What the hell was this woman?

I once sat across from Rodion’s wife and found her entertaining. But Inna was something else entirely. She insulted my face and accidentally cataloged every detail of my body in the same breath.

This was the moment I would normally smile. One of those deliberate ones that told a person exactly how much ground they had just given away. But if I did that now, she would know I had caught it, that she liked every single thing she was complaining about.

“So,” I said. “You like men like me.”

“Yes.” The word came out fast and clean before her brain caught up with her mouth. Her eyes went wide. “No. I mean…” She pressed her lips together and exhaled. “You’re ugly. There. I said it.”

“I see.”

“Yes.” She looked somewhere past my shoulder, her cheeks carrying a warmth she had no interest in explaining.

I let it sit there between us for a moment, then pulled the file back across the desk. “Now that we’ve settled that. You’ll be moving into my place.” I checked my wristwatch. “Your ring will be ready tomorrow. You’ll wear it.”

“There has to be another way.” Her voice tightened. “Because I don’t want to marry you.”

I looked at her. The stubbornness on her face was almost impressive. She probably had talked her way out of enough things to believe she could talk her way out of this. She would learn.

I stood, and she stood with me as if her body had mirrored mine without asking her first.

“Another way?” I said. “You marry me, or we’ll meet in court.”

“Sir, I’ll double the money. Triple it. Just—”

“We’re done here, Inna Grace.” I walked to the door as I pulled out my phone.

I didn’t need to say anything more. She would come to me herself. She just didn’t know it yet. I had enough ways to move a woman like Inna without touching her. She was already deeper into this than she realized.

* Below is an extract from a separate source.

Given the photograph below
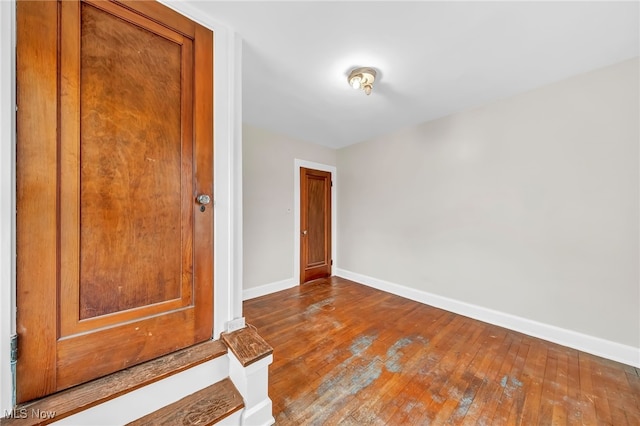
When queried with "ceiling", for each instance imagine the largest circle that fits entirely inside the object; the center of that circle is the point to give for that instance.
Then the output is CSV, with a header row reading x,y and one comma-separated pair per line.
x,y
433,58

I stepped out of the office with my phone already pressed against my ear.

Cole stopped me before I could get two steps down the corridor. He waved at me from the seat. It was a wave that belonged at a birthday party, not outside an office where I finished rearranging his sister’s life. I walked toward him anyway.

“Boss,” Akim answered.

“Send an invitation to Iker for the auction,” I said, watching Cole grin at me as if we were old friends. “Make it personal. He shouldn’t miss it.”

“On it.”

Inna stepped out and walked to where Cole and I were. She grabbed her brother by the wrist and walked off at a pace that said everything she didn’t say while inside. She held her shoulders tight, and her walk showed she had lost but wasn’t ready to admit it out loud yet.

“Also, track my wife’s phone,” I said into the phone. “She looks like she plans to run away. I will handle the casino tonight.”

“Alright,” Akim responded, and I hung up.

What I needed was Iker. He would walk into tomorrow’s auction and see Inna standing next to me, wearing a million-dollar necklace and my name on her finger.

He would approach me. Men like Iker always approached what they couldn’t explain.

I get Iker, and Zachary would be mine to destroy slowly without him knowing.

Everything was in place. One plan, one auction, and one stubborn woman who still thought she had options.